Samuelson continues: “Motivation is weak because more students…don’t like school, don’t work hard and don’t do well.” But why don’t they like school (which is the key to understanding why, assuming his premise is correct, they don’t succeed)? What has happened to their desire to figure out how things work, the hunger to make sense of things, with which all children start out?
Well, one thing that’s happened is a concatenation of rewards and punishments, including grades, which teach students that learning is just a means to an end. Another thing that’s happened is teaching that’s meant primarily to raise test scores. And inner-city kids get the worst of the sort of schooling that’s not about exploring and discovering and questioning but only about working hard (often at rote tasks) and being nice (read: obedient).
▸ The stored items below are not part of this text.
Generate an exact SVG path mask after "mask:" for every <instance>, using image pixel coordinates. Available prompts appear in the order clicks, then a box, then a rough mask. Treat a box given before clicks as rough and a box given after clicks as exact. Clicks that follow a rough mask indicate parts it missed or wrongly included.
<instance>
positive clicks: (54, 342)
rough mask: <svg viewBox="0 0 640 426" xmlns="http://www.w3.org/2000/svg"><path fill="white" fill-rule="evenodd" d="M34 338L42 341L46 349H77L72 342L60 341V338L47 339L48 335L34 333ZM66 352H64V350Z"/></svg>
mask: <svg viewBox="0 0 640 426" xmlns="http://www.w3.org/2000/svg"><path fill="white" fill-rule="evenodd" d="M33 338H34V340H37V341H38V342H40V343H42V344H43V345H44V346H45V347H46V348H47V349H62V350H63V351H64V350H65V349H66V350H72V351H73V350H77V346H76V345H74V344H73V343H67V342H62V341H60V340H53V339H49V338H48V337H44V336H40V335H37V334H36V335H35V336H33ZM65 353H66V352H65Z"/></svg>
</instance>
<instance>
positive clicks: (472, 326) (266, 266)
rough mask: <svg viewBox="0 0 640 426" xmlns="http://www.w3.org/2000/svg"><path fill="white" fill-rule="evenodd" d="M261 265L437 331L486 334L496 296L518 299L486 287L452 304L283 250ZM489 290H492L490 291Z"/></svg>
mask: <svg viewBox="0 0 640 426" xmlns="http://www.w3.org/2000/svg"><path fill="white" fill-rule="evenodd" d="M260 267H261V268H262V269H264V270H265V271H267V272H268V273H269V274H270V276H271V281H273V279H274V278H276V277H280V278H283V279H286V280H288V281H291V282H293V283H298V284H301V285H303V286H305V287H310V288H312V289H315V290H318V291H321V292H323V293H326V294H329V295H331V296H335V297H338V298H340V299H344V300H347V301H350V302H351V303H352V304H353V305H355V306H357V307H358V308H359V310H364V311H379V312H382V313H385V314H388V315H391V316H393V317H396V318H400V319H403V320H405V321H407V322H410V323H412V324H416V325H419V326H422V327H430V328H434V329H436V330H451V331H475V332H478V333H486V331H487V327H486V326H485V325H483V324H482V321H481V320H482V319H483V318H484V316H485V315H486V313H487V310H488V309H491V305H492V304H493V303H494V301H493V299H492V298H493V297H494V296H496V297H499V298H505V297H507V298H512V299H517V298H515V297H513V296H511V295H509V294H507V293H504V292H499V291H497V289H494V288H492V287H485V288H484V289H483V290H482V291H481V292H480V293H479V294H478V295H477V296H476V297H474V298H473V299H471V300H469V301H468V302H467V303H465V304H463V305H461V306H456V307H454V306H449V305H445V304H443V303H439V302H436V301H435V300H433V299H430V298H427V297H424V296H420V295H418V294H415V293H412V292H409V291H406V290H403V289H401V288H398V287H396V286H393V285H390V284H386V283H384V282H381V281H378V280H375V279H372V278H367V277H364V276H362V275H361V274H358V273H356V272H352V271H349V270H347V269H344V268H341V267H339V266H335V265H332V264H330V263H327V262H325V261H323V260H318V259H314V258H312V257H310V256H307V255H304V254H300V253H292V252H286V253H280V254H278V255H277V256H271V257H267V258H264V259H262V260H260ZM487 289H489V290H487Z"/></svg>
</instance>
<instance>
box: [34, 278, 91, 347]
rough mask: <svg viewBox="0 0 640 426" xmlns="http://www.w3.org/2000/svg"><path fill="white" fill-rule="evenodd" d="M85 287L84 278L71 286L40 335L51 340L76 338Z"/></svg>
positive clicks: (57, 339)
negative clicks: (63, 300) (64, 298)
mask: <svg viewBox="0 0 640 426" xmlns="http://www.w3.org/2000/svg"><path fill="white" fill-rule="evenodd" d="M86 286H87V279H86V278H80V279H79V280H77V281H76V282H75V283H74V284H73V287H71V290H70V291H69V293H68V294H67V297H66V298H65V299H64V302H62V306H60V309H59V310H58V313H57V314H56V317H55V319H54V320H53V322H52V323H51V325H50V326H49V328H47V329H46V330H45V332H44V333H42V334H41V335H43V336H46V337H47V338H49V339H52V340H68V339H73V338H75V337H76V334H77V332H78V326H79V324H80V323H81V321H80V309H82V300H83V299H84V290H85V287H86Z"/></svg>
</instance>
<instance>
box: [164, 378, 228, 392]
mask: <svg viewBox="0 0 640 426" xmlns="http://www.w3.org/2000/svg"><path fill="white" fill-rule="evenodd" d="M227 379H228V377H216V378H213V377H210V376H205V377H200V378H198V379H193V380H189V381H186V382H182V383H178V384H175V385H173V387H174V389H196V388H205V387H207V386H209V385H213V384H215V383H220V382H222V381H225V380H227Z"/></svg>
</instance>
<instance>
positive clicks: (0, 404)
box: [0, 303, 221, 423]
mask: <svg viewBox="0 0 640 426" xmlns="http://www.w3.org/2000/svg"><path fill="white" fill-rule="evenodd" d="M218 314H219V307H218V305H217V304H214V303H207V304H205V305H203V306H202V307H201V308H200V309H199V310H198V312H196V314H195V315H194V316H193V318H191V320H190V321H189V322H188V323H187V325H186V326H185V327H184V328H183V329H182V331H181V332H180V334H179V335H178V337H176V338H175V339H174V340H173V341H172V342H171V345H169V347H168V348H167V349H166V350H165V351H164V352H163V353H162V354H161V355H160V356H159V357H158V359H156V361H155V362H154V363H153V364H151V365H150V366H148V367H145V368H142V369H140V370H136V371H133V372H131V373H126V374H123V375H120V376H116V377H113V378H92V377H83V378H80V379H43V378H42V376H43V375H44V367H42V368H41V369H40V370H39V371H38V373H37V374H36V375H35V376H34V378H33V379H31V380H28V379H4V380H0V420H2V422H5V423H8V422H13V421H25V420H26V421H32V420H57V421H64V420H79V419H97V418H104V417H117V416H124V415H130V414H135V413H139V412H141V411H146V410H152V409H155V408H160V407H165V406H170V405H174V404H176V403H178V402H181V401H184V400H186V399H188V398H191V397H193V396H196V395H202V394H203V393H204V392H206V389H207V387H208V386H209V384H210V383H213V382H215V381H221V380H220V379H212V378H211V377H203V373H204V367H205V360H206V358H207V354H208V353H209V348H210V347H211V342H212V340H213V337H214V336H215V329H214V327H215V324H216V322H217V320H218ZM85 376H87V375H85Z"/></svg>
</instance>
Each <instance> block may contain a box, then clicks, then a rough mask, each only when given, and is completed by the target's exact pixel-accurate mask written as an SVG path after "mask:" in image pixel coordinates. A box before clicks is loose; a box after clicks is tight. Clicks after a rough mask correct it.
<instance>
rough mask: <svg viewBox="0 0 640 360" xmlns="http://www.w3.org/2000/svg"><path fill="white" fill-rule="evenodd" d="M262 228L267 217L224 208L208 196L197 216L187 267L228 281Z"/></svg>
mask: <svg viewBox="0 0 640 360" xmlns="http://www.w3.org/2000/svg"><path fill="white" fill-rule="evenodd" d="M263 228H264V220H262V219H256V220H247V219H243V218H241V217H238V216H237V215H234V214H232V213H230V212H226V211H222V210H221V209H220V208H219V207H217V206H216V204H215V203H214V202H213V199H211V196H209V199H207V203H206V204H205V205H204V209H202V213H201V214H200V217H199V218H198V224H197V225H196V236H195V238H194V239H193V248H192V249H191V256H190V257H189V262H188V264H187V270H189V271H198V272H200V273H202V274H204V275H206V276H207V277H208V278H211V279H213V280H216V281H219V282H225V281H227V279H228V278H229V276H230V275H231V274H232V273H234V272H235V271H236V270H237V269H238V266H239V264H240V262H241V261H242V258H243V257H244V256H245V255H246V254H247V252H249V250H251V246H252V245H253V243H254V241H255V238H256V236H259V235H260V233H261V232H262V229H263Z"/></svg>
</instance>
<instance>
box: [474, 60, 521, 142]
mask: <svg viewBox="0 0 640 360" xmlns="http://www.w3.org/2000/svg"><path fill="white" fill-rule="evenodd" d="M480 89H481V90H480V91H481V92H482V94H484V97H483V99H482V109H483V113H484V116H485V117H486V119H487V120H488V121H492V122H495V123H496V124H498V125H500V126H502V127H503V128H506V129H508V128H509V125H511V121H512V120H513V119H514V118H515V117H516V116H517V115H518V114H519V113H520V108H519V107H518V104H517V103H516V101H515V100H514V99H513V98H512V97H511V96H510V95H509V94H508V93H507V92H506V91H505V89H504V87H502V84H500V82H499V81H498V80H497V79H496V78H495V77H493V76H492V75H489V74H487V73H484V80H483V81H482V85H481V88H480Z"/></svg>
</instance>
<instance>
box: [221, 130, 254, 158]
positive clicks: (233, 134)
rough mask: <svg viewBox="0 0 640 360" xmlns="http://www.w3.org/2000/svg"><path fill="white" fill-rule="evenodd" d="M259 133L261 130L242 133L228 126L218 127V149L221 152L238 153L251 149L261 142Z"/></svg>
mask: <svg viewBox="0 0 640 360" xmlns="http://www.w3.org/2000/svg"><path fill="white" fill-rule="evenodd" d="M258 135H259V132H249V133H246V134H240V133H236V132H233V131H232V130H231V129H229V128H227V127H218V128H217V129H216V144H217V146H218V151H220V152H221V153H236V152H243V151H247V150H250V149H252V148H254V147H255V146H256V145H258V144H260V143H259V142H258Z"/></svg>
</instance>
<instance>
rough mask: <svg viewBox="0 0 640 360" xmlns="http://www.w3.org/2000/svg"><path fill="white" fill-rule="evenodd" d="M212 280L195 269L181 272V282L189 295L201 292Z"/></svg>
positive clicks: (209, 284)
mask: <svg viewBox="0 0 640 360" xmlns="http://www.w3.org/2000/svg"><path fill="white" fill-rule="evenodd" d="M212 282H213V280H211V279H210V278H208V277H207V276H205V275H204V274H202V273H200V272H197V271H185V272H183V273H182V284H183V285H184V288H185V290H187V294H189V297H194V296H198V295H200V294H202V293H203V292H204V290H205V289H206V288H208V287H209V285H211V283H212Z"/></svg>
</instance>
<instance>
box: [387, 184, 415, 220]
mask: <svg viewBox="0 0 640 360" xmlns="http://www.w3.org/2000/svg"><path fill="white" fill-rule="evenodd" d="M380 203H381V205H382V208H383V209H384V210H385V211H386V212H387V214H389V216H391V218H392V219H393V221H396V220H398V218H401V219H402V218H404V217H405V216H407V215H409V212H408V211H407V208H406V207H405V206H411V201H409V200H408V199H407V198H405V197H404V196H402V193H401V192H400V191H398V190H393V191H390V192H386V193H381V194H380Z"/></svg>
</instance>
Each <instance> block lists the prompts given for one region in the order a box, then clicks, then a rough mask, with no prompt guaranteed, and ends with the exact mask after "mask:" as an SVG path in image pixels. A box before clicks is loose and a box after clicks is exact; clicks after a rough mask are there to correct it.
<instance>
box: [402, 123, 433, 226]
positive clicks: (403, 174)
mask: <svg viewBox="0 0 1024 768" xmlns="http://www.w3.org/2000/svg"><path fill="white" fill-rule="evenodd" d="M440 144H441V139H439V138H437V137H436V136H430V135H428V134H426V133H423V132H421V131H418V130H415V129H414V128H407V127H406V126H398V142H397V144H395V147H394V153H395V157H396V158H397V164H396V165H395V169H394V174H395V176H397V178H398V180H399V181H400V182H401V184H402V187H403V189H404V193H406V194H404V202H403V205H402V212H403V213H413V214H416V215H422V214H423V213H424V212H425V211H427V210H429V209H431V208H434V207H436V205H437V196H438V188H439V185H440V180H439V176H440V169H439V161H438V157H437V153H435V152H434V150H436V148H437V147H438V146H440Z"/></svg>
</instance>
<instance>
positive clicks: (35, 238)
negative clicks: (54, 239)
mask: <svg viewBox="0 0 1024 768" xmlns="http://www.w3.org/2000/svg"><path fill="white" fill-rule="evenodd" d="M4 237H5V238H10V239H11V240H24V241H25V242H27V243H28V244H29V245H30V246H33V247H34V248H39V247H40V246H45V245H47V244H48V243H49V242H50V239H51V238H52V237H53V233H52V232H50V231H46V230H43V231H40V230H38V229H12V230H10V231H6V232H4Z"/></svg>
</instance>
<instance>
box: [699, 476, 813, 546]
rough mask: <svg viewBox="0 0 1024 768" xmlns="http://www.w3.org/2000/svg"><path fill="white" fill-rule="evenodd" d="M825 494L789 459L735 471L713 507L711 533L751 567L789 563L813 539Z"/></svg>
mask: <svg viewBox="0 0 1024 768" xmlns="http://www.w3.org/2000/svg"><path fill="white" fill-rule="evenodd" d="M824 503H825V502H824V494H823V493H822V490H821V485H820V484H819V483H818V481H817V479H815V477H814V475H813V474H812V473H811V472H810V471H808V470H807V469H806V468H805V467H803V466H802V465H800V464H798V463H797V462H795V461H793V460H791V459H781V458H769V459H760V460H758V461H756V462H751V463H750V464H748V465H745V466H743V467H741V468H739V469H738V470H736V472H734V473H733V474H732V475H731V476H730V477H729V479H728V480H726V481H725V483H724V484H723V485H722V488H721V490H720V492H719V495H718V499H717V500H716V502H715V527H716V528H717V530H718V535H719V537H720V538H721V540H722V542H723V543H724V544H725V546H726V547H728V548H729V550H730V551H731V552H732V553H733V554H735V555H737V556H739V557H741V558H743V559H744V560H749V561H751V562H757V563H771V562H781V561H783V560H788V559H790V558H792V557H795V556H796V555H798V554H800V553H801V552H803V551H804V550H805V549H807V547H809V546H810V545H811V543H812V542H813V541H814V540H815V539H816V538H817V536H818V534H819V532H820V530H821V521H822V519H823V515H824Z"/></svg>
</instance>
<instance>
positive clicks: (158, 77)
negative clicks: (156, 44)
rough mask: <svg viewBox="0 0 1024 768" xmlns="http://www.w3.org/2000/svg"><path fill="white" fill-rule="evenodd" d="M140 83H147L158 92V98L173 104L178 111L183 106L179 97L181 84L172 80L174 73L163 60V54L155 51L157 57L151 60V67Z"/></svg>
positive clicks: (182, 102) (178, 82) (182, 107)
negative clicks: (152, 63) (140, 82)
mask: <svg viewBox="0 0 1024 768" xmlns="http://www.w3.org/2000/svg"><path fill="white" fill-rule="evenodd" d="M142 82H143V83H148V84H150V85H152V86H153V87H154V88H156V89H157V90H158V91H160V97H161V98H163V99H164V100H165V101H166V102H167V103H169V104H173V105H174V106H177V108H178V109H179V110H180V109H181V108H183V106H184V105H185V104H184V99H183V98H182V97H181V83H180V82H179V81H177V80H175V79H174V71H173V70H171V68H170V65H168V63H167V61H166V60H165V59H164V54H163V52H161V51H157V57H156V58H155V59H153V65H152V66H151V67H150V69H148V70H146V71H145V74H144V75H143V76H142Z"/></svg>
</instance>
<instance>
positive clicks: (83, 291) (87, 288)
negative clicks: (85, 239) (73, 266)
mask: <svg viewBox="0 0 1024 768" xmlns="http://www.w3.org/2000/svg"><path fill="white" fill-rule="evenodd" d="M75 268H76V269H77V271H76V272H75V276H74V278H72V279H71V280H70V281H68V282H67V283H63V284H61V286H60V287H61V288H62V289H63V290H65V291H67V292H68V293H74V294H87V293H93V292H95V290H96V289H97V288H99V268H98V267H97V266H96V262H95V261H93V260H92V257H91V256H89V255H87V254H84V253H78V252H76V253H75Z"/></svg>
And so we find ourselves facing a painful paradox: People who blame students for not being “motivated” tend to think educational success mean little more than higher scores on bad tests and they’re apt to see education itself as a means to making sure our corporations will beat their corporations. The sort of schooling that results is the type almost guaranteed to . . . kill students’ motivation.
What may look like simple apathy, laziness, or opposition on the part of kids often reflects a problem with what, and how, they’re being taught, or the extent to which they’ve been excluded from the process of making decisions about their own learning. Conversely, if you want to see (intrinsically) motivated kids, you need to visit classrooms or schools that take a nontraditional approach to education, places where students are more likely to be absorbed and frequently delighted, where what they’re doing is meaningful rather than merely “rigorous” (a word often applied to very difficult busywork).
Those who presume to weigh in on problems with education should visit schools that look very different from the ones that most of us attended — and even more different from the chillingly militaristic places that rich white people cheerfully recommend for poor black children.
Read Dewey, Piaget, Bruner, and Montessori. Read the contemporary giants: Meier, Sizer, Goodlad. Read other educators who are thoughtful about what great classrooms look like and how to create them: Lilian Katz, Eleanor Duckworth, Constance Kamii, Harvey Daniels, Nancie Atwell, Jackie and Marty Brooks, Jim Beane, Steven Wolk, and many more.
In the meantime, inspired by Samuelson, I’m going to get to work on my next column, which will provide an analysis of how currency devaluation affects the trade deficit — a subject I know absolutely nothing about.